Diyarbakırspor-Ofspor maçını izlerken aklıma bu memleketin gerçeğini teşkil eden o kadar çok şey geldi ki. Bunları 6 madde halinde sıraladım.
1-Sporda o kadar çok gerilemişiz ki daha düne kadar PAF liginde bile oynatılmayan futbolculardan medet umulur hale gelmişiz. Sanki bunlar mecburiyetten dolayı oynatılmıyor da ideal oyuncularımız ve bekleneni veremiyorlar. O yüzden onlara kızıyoruz.
2- Artık genimizde mi var bilmem ama Diyarbakır’lı futbolcular daha bir şey olmadan ‘ne oldum’ delisi oluyor. Taşıdıkları formanın,oynadıkları ligin ve temsil ettikleri kentin farkına bir türlü varamıyorlar. Bazı istisna ve örnekler hariç geçmişte de öyleydi, şimdi de öyle. Kendilerinden önce bu formayı giyip kıymetini bilmedikleri için kısa zamanda sönen ve bugün ekmeğe muhtaç olan ağabeylerinin, büyüklerinin durumunu hiç mi araştırmıyorlar?.Evet, mecburiyetten dolayı oynamaya başladınız ama maalesef üzerinizdeki hazinenin farkında değilsiniz. Düne kadar o sahada top toplayıcı olmayı hayal edemezken bugün o formayı giyiyorsunuz. Yazık size ki bu hazinenin farkında değilsiniz.
3-Diyarbakır’ın profesyonel liglerde 4 takımı var. 3’ü küme düşmeye aday,1’i de şampiyonluk yarışının dışında. Diyarbakırspor ve Erganispor kitle takımları ama ekonomik sorunları var.
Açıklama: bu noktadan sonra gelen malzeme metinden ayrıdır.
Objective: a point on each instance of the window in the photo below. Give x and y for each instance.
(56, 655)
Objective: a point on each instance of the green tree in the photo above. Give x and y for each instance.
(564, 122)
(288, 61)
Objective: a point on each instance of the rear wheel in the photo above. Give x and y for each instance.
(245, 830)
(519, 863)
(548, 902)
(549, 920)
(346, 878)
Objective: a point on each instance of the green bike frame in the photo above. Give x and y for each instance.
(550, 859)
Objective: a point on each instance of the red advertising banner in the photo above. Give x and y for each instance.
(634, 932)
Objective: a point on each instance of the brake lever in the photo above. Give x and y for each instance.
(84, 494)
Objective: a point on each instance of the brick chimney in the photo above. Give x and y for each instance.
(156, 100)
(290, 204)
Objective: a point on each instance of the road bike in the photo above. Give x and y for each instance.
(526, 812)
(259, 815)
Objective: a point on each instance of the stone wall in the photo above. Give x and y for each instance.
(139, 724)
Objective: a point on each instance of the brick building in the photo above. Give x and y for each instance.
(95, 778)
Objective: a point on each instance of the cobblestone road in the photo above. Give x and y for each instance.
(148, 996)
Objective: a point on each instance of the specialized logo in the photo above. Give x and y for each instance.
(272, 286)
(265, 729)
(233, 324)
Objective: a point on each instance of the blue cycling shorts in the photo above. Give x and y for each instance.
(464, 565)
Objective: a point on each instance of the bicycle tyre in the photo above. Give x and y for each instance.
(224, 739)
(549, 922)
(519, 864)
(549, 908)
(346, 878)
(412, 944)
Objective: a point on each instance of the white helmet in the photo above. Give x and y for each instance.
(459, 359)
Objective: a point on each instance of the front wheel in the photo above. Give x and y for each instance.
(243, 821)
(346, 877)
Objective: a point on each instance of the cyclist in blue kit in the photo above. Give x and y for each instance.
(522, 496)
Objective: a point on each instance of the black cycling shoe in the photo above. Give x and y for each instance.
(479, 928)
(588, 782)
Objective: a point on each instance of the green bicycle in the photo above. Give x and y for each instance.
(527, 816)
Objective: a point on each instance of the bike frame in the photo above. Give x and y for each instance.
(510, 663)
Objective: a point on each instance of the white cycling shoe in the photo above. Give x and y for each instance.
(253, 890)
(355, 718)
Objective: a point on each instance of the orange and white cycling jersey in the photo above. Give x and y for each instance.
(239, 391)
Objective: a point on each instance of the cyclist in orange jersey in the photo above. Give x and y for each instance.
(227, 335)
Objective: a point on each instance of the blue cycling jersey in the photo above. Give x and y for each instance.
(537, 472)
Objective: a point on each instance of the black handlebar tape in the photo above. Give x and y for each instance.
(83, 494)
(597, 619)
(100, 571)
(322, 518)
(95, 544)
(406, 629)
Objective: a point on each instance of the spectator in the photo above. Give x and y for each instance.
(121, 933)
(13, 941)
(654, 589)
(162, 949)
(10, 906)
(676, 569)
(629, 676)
Hele ki Diyarbakırspor’un mali olarak toparlanması mucize gibi. Öte yandan Büyükşehir Belediyespor ve Kayapınar Belediyespor’da para sorunu yok ama başarı da yok. Bu memlekette hakiki anlamda Diyarbakır sevgisi olsa Kayapınar ve Büyükşehir’e her yıl ortalama akıtılan 5 milyon TL ile çok iddialı bir takım kurulur,kalıcı kaynaklar yaratılır,tesis yapılır,kurumlaştırılır ve diğer takımlar da ona pilot yapılır. Bu güçle şehrin aynası,markası bölgenin ‘Barcelonası’ yaratılır. Bunun için irade,liderlik, bütünleştirme ve kucaklaşma şart. Maalesef bunu yapacak kent yöneticisi yok. Bu olmadığı için sporda her geçen gün dibe vuruyoruz. Böyle devam ederse şu anki tablo bile iyi günlerimiz olacak.
4-Kentteki siyasi bölünmüşlük spora yansıyor. Kentin tüm oylarını alan,yönetime hakim ve bu gücü elinde bulunduran iki parti ve buna paralel olarak merkezi anlamda,gerekse yerel bazda sanki iki ayrı kenti temsil ediyormuş gibi ikili yönetim anlayışı var. Bunlar arasındaki zıtlık,kötü rekabet, birbirini engelleme her alanda olduğu gibi sporu da bitirdi. Bu iki parti ve onların kontrolündeki kurumlar Diyarbakırspor’a sırt çevirdikleri gibi iş camiası da bağımlı olduğu için bu olaya dahil olamıyor.
5-1990’lardaki göç dalgası Diyarbakır’ın da Diyarbakırspor’un da altına dinamit koydu. Koca şehrin değer yargıları,kent kültürü,kent milliyetçiliği ve sahiplenme bilinci yok edildi. Diyarbakır insanların umrunda değil ki sporu için kaygı taşısın.
6-Biraz radikal olacak ama 44 yıllık Diyarbakırspor’un maalesef kurtulma şansı yok. Transfer yasağı,şehirdeki heyecanın bitmesi ve bu enkazı kaldıracak iradenin olmaması. Bunlara çok nedeni daha ekleyebiliriz. Özetle ;mazideki başarılar bir anı kalmak ve onları her zaman saygı ile anmak şartıyla yeni bir Diyarbakırspor oluşturmalıyız. Ha bu kulüpten alacağı olanlar ‘biz bağış yapıyoruz’,icrası olanlar ‘şartsız kaldırıyoruz’ ve söz sahibi olanlar da ‘transferin önünü açmak adına her şeyi yapıyoruz’ deme delikanlığı gösterecekse o zaman tamam. Peki bu gerçekten mümkün mü?.Ben şahsen inanmıyorum. O zaman renkleri,arması aynı olmak şartıyla artık önüne veya arkasına yeni getireceksek getirelim yeni bir Diyarbakırspor’un temeli atılmalıdır. Bunun için fazla şey gerekmez,bu memlekete yürekten seven bir avuç insanın bir araya gelmesi yeterlidir diyorum.